Nov 21, 2016 04:36 PM

CSRC Accelerates IPO Processing Times

Photo: Visual China
Photo: Visual China

(Beijing) — China's securities regulator has shortened the processing time for companies seeking to list on domestic stock exchanges in a bid to reduce a waiting list of nearly 800 applicants and pave the way for reform of initial public offering (IPO) procedures.

As of Friday, the China Securities Regulatory Commission (CSRC) had approved 38 companies in three batches to start the IPO process in November, a monthly high for the year and already 10 more than the total number of approvals in October, according to figures released by Wind, a Chinese financial data provider.

Unlike many developed markets, when and if a company can issue new shares publicly in China is solely under the control of securities regulators, and the process can take months and even years.

An investment banker told Caixin that the CSRC had recently cut the processing time by up to four months in a bid to prune a long waiting list. According to data from the CSRC, 790 companies were seeking to go public as of Nov. 10.

Another reason for the securities regulator to speed up the IPO approval process is to smooth the way for stock market reform that will lead to a registration-based mechanism similar to the one adopted in the U.S. and some other mature markets, said Xu Gao, chief economist of China Everbright Securities.

“A registration-based system is a step in the right direction, and accelerating processing times for IPO applications will ease pressure, test the water for reform, and channel more funds into the real economy," Xu said.

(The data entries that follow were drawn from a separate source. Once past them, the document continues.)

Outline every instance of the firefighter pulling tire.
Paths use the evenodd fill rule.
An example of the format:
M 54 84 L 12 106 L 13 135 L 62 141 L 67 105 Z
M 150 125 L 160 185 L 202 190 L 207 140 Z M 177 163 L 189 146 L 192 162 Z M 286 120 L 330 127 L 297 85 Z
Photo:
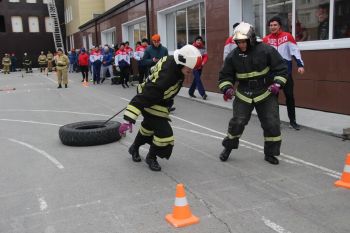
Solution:
M 96 146 L 118 141 L 120 122 L 82 121 L 59 129 L 61 142 L 66 146 Z

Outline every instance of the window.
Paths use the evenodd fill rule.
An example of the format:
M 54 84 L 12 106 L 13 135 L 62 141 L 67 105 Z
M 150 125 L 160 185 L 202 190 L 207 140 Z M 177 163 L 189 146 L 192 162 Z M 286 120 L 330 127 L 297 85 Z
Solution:
M 64 19 L 65 19 L 65 23 L 69 23 L 70 21 L 73 20 L 72 6 L 69 6 L 69 7 L 66 8 L 66 10 L 64 11 Z
M 283 30 L 292 33 L 297 42 L 303 42 L 298 44 L 302 50 L 350 48 L 349 0 L 241 0 L 241 3 L 242 19 L 253 24 L 259 36 L 268 34 L 268 20 L 279 16 Z M 240 9 L 231 9 L 230 14 L 240 14 Z
M 107 29 L 101 32 L 101 43 L 102 45 L 114 45 L 115 43 L 115 28 Z
M 129 41 L 133 49 L 137 41 L 147 38 L 146 16 L 122 24 L 122 38 L 123 41 Z
M 28 17 L 29 32 L 39 32 L 39 18 L 30 16 Z
M 21 16 L 11 17 L 12 32 L 23 32 L 23 24 Z
M 5 17 L 3 15 L 0 15 L 0 32 L 6 32 Z
M 334 1 L 333 38 L 350 38 L 350 1 Z
M 89 48 L 92 49 L 94 47 L 93 41 L 92 41 L 92 34 L 89 34 Z
M 54 32 L 53 19 L 45 17 L 45 30 L 46 32 Z
M 198 3 L 175 12 L 166 17 L 166 44 L 170 51 L 192 44 L 196 36 L 205 38 L 205 6 Z M 205 40 L 205 39 L 204 39 Z

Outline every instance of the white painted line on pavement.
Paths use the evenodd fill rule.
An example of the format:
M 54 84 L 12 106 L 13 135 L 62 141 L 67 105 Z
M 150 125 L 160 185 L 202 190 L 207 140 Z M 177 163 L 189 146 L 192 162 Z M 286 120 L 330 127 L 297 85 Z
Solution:
M 46 157 L 48 160 L 50 160 L 53 164 L 55 164 L 55 166 L 56 166 L 57 168 L 59 168 L 59 169 L 63 169 L 63 168 L 64 168 L 63 165 L 62 165 L 60 162 L 58 162 L 57 159 L 55 159 L 54 157 L 52 157 L 51 155 L 49 155 L 49 154 L 46 153 L 45 151 L 40 150 L 39 148 L 36 148 L 35 146 L 32 146 L 32 145 L 30 145 L 30 144 L 28 144 L 28 143 L 21 142 L 21 141 L 18 141 L 18 140 L 16 140 L 16 139 L 13 139 L 13 138 L 8 138 L 8 140 L 11 141 L 11 142 L 14 142 L 14 143 L 18 143 L 18 144 L 20 144 L 20 145 L 22 145 L 22 146 L 25 146 L 25 147 L 27 147 L 27 148 L 29 148 L 29 149 L 31 149 L 31 150 L 34 150 L 34 151 L 38 152 L 39 154 L 45 156 L 45 157 Z
M 62 126 L 62 125 L 53 124 L 53 123 L 45 123 L 45 122 L 38 122 L 38 121 L 25 121 L 25 120 L 14 120 L 14 119 L 0 119 L 0 121 L 12 121 L 12 122 L 32 123 L 32 124 L 39 124 L 39 125 Z
M 40 210 L 41 211 L 45 211 L 47 209 L 47 203 L 46 203 L 44 197 L 40 197 L 38 199 L 38 201 L 39 201 L 39 204 L 40 204 Z
M 208 127 L 205 127 L 205 126 L 203 126 L 203 125 L 200 125 L 200 124 L 197 124 L 197 123 L 194 123 L 194 122 L 185 120 L 185 119 L 183 119 L 183 118 L 181 118 L 181 117 L 177 117 L 177 116 L 174 116 L 174 115 L 171 115 L 171 117 L 173 117 L 173 118 L 175 118 L 175 119 L 178 119 L 178 120 L 180 120 L 180 121 L 186 122 L 186 123 L 188 123 L 188 124 L 197 126 L 197 127 L 199 127 L 199 128 L 208 130 L 208 131 L 210 131 L 210 132 L 213 132 L 213 133 L 217 133 L 217 134 L 219 134 L 219 135 L 226 136 L 226 134 L 224 134 L 224 133 L 221 133 L 221 132 L 219 132 L 219 131 L 216 131 L 216 130 L 211 129 L 211 128 L 208 128 Z M 175 127 L 174 127 L 174 128 L 175 128 Z M 180 129 L 180 128 L 179 128 L 179 129 Z M 184 129 L 184 128 L 181 128 L 181 129 L 182 129 L 182 130 L 186 130 L 186 131 L 188 131 L 188 132 L 197 133 L 197 134 L 205 135 L 205 136 L 208 136 L 208 137 L 212 137 L 212 138 L 217 138 L 217 139 L 221 139 L 221 140 L 223 139 L 223 138 L 221 138 L 221 137 L 217 137 L 217 136 L 210 135 L 210 134 L 200 133 L 200 132 L 194 131 L 194 130 L 188 130 L 188 129 Z M 248 145 L 254 146 L 254 147 L 256 147 L 256 148 L 259 148 L 259 149 L 261 149 L 261 150 L 256 150 L 256 149 L 254 149 L 254 150 L 256 150 L 256 151 L 258 151 L 258 152 L 260 152 L 260 153 L 263 153 L 263 151 L 262 151 L 262 150 L 264 149 L 263 146 L 260 146 L 260 145 L 258 145 L 258 144 L 255 144 L 255 143 L 252 143 L 252 142 L 248 142 L 248 141 L 245 141 L 245 140 L 242 140 L 242 139 L 240 139 L 240 142 L 243 142 L 243 143 L 246 143 L 246 144 L 248 144 Z M 243 145 L 242 145 L 242 146 L 243 146 Z M 246 147 L 247 147 L 247 146 L 246 146 Z M 251 148 L 251 149 L 253 149 L 253 148 Z M 310 166 L 310 167 L 314 167 L 314 168 L 320 169 L 320 170 L 324 171 L 324 172 L 325 172 L 324 174 L 326 174 L 326 175 L 333 174 L 332 177 L 337 176 L 337 178 L 340 178 L 340 176 L 341 176 L 341 173 L 340 173 L 340 172 L 333 171 L 333 170 L 331 170 L 331 169 L 329 169 L 329 168 L 326 168 L 326 167 L 323 167 L 323 166 L 320 166 L 320 165 L 317 165 L 317 164 L 313 164 L 313 163 L 304 161 L 304 160 L 302 160 L 302 159 L 298 159 L 298 158 L 293 157 L 293 156 L 291 156 L 291 155 L 287 155 L 287 154 L 281 153 L 281 156 L 283 156 L 283 157 L 285 157 L 285 158 L 287 158 L 287 159 L 289 159 L 289 160 L 292 160 L 292 161 L 295 161 L 295 162 L 299 162 L 299 163 L 301 163 L 301 164 L 304 164 L 304 165 L 307 165 L 307 166 Z
M 109 117 L 110 115 L 90 113 L 90 112 L 72 112 L 72 111 L 60 111 L 60 110 L 48 110 L 48 109 L 0 109 L 0 112 L 55 112 L 55 113 L 70 113 L 77 115 L 92 115 Z
M 278 232 L 278 233 L 291 233 L 290 231 L 287 231 L 282 226 L 278 225 L 277 223 L 272 222 L 271 220 L 265 218 L 262 216 L 261 220 L 265 223 L 266 226 L 271 228 L 272 230 Z

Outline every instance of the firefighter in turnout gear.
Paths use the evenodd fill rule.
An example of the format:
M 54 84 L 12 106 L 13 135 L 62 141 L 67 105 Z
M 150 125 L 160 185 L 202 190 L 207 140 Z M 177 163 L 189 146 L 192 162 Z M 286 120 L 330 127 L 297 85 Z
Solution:
M 255 108 L 264 131 L 265 160 L 278 164 L 275 156 L 280 154 L 282 139 L 277 94 L 287 81 L 287 66 L 276 49 L 257 41 L 250 24 L 241 22 L 234 30 L 233 39 L 238 47 L 226 57 L 219 73 L 224 100 L 235 95 L 233 117 L 222 141 L 224 150 L 220 159 L 226 161 L 232 149 L 238 148 L 239 138 Z M 235 82 L 238 82 L 236 91 Z
M 44 54 L 44 51 L 41 51 L 41 54 L 38 57 L 38 63 L 40 67 L 40 73 L 45 71 L 45 68 L 47 66 L 47 58 L 46 58 L 46 55 Z
M 11 58 L 9 54 L 5 53 L 5 57 L 2 58 L 3 73 L 10 74 Z
M 175 50 L 173 56 L 161 58 L 151 68 L 146 81 L 138 86 L 138 94 L 130 101 L 125 112 L 125 122 L 119 128 L 120 134 L 132 129 L 136 119 L 143 115 L 141 127 L 129 148 L 134 162 L 140 162 L 139 147 L 148 143 L 150 149 L 146 163 L 152 171 L 160 171 L 157 156 L 169 159 L 174 146 L 173 130 L 169 124 L 169 107 L 180 91 L 185 77 L 202 64 L 199 50 L 185 45 Z

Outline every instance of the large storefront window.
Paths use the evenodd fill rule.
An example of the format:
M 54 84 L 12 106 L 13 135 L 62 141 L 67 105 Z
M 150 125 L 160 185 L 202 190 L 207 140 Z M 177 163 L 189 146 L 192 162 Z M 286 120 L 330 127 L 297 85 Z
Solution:
M 350 1 L 334 1 L 333 38 L 350 38 Z
M 346 40 L 335 40 L 350 38 L 349 0 L 242 0 L 241 2 L 243 20 L 253 24 L 259 36 L 269 34 L 268 21 L 271 17 L 278 16 L 282 20 L 283 30 L 292 33 L 296 41 L 310 41 L 303 44 L 305 48 L 350 46 Z
M 131 48 L 134 48 L 138 41 L 147 38 L 146 22 L 140 22 L 128 27 L 128 39 Z
M 167 14 L 166 44 L 168 49 L 173 51 L 186 44 L 192 44 L 198 35 L 205 40 L 205 18 L 203 2 Z
M 101 43 L 102 45 L 108 44 L 109 46 L 115 44 L 115 28 L 110 28 L 101 32 Z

In December 2015, the National People's Congress, China's legislature, authorized the State Council, the cabinet, to amend the securities law, facilitating registration reform for IPO applications on the Shanghai and Shenzhen stock exchanges. Authorities believe the move will help companies reduce financial leverage and allow the market to play a decisive role in allocating assets. To date, no time frame for the reform has been specified.